So I waited for my lover at the small railway station in the foothills. All round me half-drunk gypsies were noisily conversing. A total stranger, smelling of dirt and liquor, invited me to have a drink with him.
I escaped to the very end of the platform and stood waiting there for the train.
Was I waiting for it with hope or with fear, out of longing or out of a sense of duty? What was there left for me to wait for, what to hope for?
At the most for some conditional postponement that would briefly prolong our torment and our bliss.
The train pulled in, I caught sight of her getting off the last carriage, a bulging rucksack on her back. She saw me, waved to me, and even at that distance I could see that she’d come in love.
I was suddenly flooded with gratitude; undeservedly rewarded, I embraced her.
It was getting dark.

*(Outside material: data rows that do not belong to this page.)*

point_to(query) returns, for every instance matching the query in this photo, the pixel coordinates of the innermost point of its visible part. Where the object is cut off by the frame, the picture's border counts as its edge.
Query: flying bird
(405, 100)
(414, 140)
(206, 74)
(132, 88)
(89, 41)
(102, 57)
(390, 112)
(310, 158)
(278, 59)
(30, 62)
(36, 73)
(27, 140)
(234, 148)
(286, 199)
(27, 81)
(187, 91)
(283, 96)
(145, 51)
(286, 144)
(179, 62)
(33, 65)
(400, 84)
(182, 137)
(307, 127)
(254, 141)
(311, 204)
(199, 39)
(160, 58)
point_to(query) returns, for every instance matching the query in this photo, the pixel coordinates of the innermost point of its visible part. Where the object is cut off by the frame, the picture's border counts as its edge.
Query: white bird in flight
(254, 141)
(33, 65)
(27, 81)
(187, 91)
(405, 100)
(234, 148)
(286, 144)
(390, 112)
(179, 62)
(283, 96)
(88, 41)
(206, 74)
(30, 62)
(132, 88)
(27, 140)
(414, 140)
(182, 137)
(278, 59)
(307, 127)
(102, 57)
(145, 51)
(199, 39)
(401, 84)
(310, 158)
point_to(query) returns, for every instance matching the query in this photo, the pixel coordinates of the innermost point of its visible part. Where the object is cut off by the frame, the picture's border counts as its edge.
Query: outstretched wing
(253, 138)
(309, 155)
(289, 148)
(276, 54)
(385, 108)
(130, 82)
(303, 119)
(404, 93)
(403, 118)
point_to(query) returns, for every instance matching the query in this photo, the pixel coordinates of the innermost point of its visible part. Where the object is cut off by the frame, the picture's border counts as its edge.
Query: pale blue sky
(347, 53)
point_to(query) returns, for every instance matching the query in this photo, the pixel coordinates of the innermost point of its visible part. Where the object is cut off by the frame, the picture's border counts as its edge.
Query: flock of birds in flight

The station had emptied, and the lights of some train were approaching in the distance.
I wished it would be a special train, a train just for the two of us. We’d board it, we’d draw the curtains across the windows, we’d lock the door, the train would move off, speed along through the day and the night, over bridges and through valleys, it would carry us beyond seven frontiers, away from our past lives, it would take us into the ancient garden where one might live without sin.
Along the track clanked a tanker train, filling the air with the stench of crude oil. I picked up her pack and we walked out of the station.
That evening I phoned my wife from the hotel where we’d taken a room. In her voice too I was aware of love and of her pleasure at hearing me. She told me she’d been invited to an ethological conference somewhere near where I was staying. No, not just yet, in a week’s time, but we might meet then, that would be nice, I must be feeling rather blue being on my own for so long, besides, we’d been to the place she was going to before, surely I remembered, on our honeymoon . . .
I was in a panic. I wasn’t sure. How could I tell, a week from now. And she too seemed taken aback; of course, she said, if it didn’t suit me I needn’t come to see her. She just thought that I might like to, but she didn’t want to push me or make things difficult for me.
I promised to phone her to let her know, and hung up.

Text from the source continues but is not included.